Symmetry Classes of Spin and Orbital Ordered States in a t_{2g} Hubbard Model on a Two-dimensional Square Lattice

TL;DR

This paper classifies symmetry-broken spin and orbital ordered states in a two-dimensional t_{2g} Hubbard model using group theory, revealing various non-collinear magnetic states as potential ground states.

Contribution

It introduces a group theoretical bifurcation approach to systematically identify symmetry classes of Hartree-Fock solutions in a 2D Hubbard model, including novel non-collinear magnetic orbital states.

Findings

Multiple symmetry-broken solutions bifurcate from the normal state.

Non-collinear magnetic orbital ordered states can be ground states.

Numerical results support the stability of these states for certain parameters.

Abstract

This paper presents symmetry classes of the Hartree-Fock (HF) solutions of spin and orbital ordered states in a t_{2g} Hubbard model on a two-dimensional square lattice.

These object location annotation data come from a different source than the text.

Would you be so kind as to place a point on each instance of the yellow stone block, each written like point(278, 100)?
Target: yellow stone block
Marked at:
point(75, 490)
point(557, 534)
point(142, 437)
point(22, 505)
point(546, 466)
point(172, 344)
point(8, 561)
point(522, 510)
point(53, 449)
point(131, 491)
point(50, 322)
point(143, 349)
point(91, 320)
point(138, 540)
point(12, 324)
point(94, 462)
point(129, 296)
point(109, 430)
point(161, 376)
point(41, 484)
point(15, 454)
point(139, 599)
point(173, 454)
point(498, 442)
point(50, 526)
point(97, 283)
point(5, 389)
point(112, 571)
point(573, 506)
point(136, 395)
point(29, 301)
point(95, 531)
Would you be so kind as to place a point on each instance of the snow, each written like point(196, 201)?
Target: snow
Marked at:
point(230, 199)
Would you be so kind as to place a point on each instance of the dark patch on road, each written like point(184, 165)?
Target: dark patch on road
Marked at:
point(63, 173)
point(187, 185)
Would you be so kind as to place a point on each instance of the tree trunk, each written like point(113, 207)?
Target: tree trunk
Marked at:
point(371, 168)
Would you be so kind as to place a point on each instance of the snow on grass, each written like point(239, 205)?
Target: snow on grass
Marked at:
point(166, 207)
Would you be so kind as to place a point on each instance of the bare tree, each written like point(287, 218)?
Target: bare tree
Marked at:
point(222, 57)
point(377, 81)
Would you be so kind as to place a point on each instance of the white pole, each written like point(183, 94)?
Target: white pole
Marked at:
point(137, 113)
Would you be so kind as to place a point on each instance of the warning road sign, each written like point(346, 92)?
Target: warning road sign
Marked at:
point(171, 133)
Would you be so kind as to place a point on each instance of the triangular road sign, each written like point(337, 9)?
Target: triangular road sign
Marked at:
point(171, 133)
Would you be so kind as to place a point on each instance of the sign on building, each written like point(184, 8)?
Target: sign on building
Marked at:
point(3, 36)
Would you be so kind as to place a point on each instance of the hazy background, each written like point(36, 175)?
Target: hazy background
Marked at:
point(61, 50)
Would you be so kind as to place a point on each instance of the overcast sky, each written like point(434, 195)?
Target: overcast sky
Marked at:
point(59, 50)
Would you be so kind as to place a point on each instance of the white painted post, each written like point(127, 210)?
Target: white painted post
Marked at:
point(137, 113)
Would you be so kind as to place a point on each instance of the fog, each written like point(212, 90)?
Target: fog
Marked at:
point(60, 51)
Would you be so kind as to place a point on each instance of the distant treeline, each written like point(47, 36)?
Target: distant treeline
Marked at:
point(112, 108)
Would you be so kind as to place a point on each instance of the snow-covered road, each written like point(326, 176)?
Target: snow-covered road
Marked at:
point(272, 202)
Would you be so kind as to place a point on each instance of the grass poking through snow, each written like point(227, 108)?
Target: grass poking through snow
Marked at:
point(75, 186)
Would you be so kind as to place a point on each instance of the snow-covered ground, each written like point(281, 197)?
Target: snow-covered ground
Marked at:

Using a group theoretical bifurcation theory of the Hartree Fock equation, we obtained many types of broken symmetry solutions which bifurcate from the normal state through one step transition in cases of commensurate ordering vectors Q_0=(0,0), Q_1=(\pi,\pi), Q_2=(\pi,0) and Q_3=(0,\pi). Each broken symmetry state is characterized by the presence of local order parameters(LOP) at each lattice site: quadrupole moment Q=(Q_2^2,Q_{12},Q_{23},Q_{31}), orbital angular momentum l=(l_1,l_2,l_3), spin density s=(s^1,s^2,s^3), spin quadrupole moment Q^{\lambda}=(Q_2^{2\lambda}, Q_{12}^{\lambda},Q_{23}^{\lambda},Q_{31}^{\lambda}) and spin orbital angular momentum l^{\lambda}=(l_1^{\lambda},l_2^{\lambda},l_3^{\lambda}) where \lambda=1,2,3. We performed numerical calculations for some parameter sets. Then we have found that many types of non-collinear magnetic orbital ordered states having LOP:Q^{\lambda} and l^{\lambda} can be the ground state for these parameter sets.